The Washington Post first reported that Mike Smith, who has served as the Democratic Congressional Campaign Committee’s (DCCC) deputy executive director and as Pelosi’s political director, will now be “senior adviser” for the House Majority PAC.
Robby Mook, a lieutenant in the U.S. Navy Reserve who currently serves as the PAC’s president, will be leaving for a year of active duty overseas, the Post reported.
In response to the leadership change, Pelosi said in a statement, “I have been so appreciative of Robby’s work to protect and expand the Democratic majority and we are so proud that he is also doing his patriotic duty in service of our great country by going on active duty with the Naval Reserves.”
The Speaker went on to say that “Smith, who has been a trusted and talented aide for many years, is excellently equipped to help communicate the Democrats’ agenda to rebuild our country and economy after COVID to voters across the country.”
The Hill has reached out to Pelosi’s office for additional information.
House Democrats are seeking to expand their majority in 2022 after underperforming in the 2020 elections, when they gave up a total of 11 seats, losing 13 incumbents but picking up two representatives in other districts.
Smith, who previously worked on Hillary Clinton’s 2016 presidential campaign, will oversee fundraising efforts as more than a dozen Democratic incumbents could lose their seats to Republican challengers.
The DCCC’s chairman, Rep.

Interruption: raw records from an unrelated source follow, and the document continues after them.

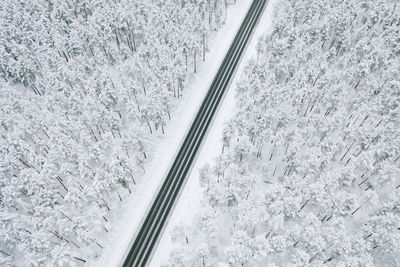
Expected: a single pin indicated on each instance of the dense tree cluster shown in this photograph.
(84, 84)
(310, 171)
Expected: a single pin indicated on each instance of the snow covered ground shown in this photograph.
(132, 211)
(190, 200)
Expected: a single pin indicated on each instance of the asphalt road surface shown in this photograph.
(156, 218)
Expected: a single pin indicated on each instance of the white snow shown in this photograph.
(190, 200)
(133, 211)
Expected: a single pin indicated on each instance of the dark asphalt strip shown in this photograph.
(155, 220)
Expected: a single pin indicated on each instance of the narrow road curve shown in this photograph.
(152, 226)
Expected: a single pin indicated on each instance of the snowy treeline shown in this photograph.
(83, 86)
(310, 172)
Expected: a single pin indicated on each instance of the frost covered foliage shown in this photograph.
(310, 173)
(83, 86)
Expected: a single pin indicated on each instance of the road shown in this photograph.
(149, 233)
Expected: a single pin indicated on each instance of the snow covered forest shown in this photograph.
(309, 173)
(87, 88)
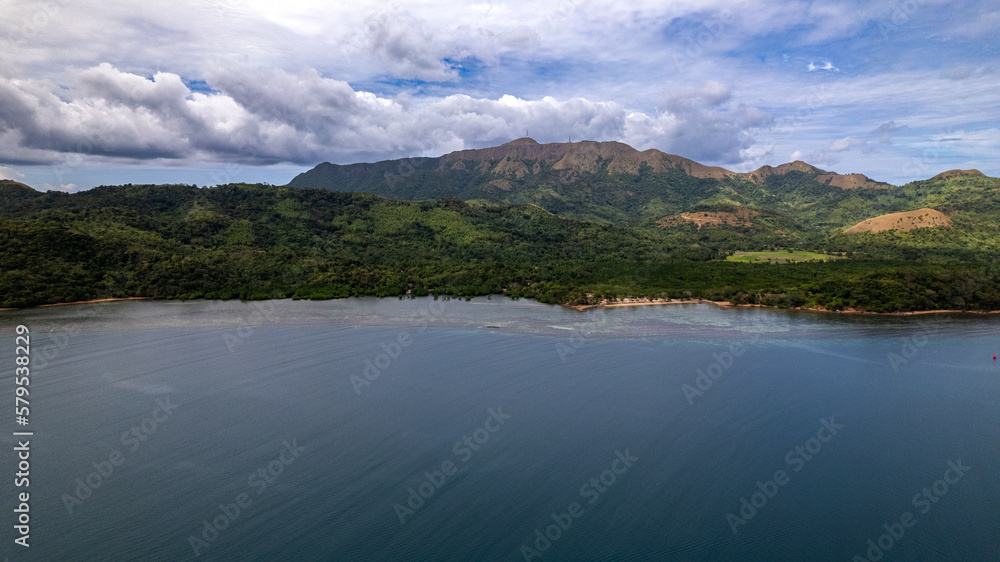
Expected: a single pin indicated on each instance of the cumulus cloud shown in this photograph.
(829, 154)
(887, 130)
(406, 46)
(265, 115)
(7, 173)
(699, 123)
(827, 65)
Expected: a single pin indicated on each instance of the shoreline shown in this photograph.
(726, 305)
(627, 302)
(80, 302)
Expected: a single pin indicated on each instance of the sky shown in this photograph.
(209, 92)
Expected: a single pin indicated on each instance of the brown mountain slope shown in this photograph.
(12, 183)
(582, 156)
(951, 173)
(904, 222)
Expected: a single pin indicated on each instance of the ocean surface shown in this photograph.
(492, 429)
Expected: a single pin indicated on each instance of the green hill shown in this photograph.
(262, 241)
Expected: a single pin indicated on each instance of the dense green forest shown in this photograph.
(262, 241)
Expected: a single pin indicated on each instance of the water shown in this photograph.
(501, 413)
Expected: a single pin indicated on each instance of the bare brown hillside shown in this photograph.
(739, 217)
(904, 222)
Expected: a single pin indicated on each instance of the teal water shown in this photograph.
(502, 413)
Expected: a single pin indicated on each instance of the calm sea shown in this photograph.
(415, 430)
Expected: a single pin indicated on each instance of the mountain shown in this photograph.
(614, 183)
(903, 222)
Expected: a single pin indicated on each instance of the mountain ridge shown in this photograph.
(589, 156)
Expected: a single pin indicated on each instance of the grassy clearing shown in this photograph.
(784, 256)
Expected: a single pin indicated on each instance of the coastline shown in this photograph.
(724, 305)
(80, 302)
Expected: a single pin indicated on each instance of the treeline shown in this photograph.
(261, 241)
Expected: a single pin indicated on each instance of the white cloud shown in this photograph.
(266, 115)
(698, 123)
(812, 67)
(8, 173)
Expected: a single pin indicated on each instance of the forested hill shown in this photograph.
(602, 181)
(262, 241)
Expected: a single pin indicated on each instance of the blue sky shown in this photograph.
(245, 90)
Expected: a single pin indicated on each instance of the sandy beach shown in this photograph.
(724, 305)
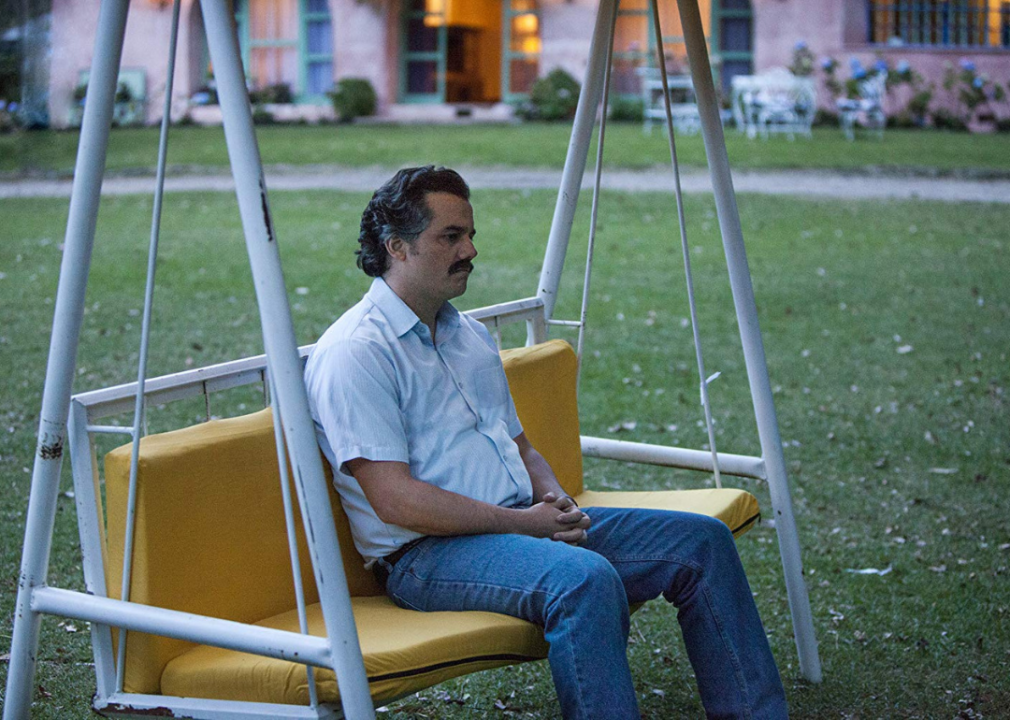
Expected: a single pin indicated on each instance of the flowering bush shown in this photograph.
(976, 92)
(850, 88)
(915, 112)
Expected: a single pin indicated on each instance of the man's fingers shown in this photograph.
(571, 516)
(573, 537)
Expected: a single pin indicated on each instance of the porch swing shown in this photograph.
(198, 554)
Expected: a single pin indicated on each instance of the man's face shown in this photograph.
(437, 263)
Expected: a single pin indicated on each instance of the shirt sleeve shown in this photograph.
(511, 418)
(356, 399)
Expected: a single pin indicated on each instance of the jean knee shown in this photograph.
(592, 578)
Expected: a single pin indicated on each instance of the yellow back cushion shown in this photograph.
(542, 381)
(210, 534)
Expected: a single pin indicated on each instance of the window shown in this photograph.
(521, 50)
(733, 28)
(287, 41)
(940, 23)
(634, 41)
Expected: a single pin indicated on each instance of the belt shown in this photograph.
(379, 568)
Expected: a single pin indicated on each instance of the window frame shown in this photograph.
(957, 23)
(299, 93)
(508, 55)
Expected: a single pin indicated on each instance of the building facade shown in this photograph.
(431, 56)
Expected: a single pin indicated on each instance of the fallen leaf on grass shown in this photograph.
(870, 571)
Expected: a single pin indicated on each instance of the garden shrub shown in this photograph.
(627, 109)
(553, 97)
(262, 116)
(278, 94)
(943, 119)
(354, 97)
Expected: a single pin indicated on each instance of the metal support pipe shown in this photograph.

Sean Patrick Maloney (N.Y.), said Wednesday that he has commissioned a report into the party’s election failures in 2020, including a look at “why the polling sucked.”
While Democrats were expecting to pick up seats in 2020 and add to the majority in the House that they secured in 2018, the party entered 2021 with the smallest House majority in modern history.
Maloney said Wednesday that he believes Democrats will keep their hold over the House in 2022, adding he believes the party can still grow its majority “because we’ll defeat the pandemic, get the economy roaring again, and we’re not divided like the Republicans, who are trying to decide between the QAnon mob or whether to be a responsible governing party. They’re having a civil war with each other.”